Moyo alleges that Old Mutual is in contempt of court as it removed the 15 non-executive directors from its declaratory order application, to presumably suggest that they should not have been part of Moyo’s original application filed in July to get his job back. He wants them to be added as joined parties.

He alleges its contempt is shown in various media interviews and articles penned in which independent non-executive directors Paul Baloyi and Nombulelo (Pinky) Moholi as well as Old Mutual’s spokesperson, Tabby Tsengiwe, the company’s chief communications officer participated or were quoted.

This argument was made in Moyo’s responding affidavit filed on Monday in response to Old Mutual’s urgent court application for clarity on whether Moyo can legally return to work through a declaratory order, pending the outcome of an appeal process.

Old Mutual had initially set the deadline to respond to its declaratory order application as 12pm on August 6.

At the time of writing, Tabby Tsengiwe, the company’s chief communications officer told CNBC Africa that she was unaware that Moyo had responded to the declaratory order and filed a contempt of court counter application. Moyo’s attorney Eric Mabuza of Mabuza Attorneys told CNBC Africa that the firm has served its responding papers to Old Mutual’s lawyers, Bowman Gilfillan.

SA’s second largest insurer filed its court application at the South Gauteng Court on July 31, a day after Judge Brian Mashile ruled that Moyo be temporarily reinstated as CEO because the decision by Old Mutual to fire him was unlawful.

The company will argue that doing so will cause harm to Old Mutual and its shareholders and may seek an order suspending Judge Mashile’s decision until its application to appeal the decision is heard.

Moyo’s contract was terminated on June 18 after Old Mutual initially suspended him on May 24, citing a breakdown in trust and confidence in the former CEO over a conflict of interest related to his investment company, NMT Capital, which Old Mutual owns a 20% stake.

The former CEO has refuted the allegations of wrong doing and argues he was fired for blowing the whistle on Old Mutual Chair, Trevor Manuel’s triple conflict of interest and Manuel’s “improper non-disclosure” of payments made by Old Mutual for his his legal battle against the Gutpa family and their associates. Allegations that have been denied.

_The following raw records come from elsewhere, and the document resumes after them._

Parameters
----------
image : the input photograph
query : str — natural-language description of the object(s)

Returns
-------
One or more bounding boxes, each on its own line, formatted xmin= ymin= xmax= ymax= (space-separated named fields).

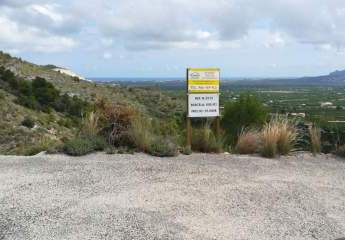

Moyo is being defended by Mabuza Attorneys while Old Mutual’s legal defence team is Bowmans.

Old Mutual’s stock price ended 1.14% lower at R18.19 on the JSE as escalating trade tensions between the US and China hurt most emerging markets. The JSE’s all share index was also weaker, falling 0.29% to 55,371 points at close.

Old Mutual’s share price has lost 18% since Moyo was suspended and is down 39% from its listing price of R29.90 on 26 June 2018, when it returned its primary listing to the JSE following the managed separation from its London parent.

According to Sizwe Ndlovu, Old Mutual’s Head of Investor Relations, the slump in the share price since listing is mainly due to heightened global uncertainty; the unwinding of Old Mutual’s stake in Nedbank from 52% to 19.9% last year and the payment of a special dividend, which also took place in 2018.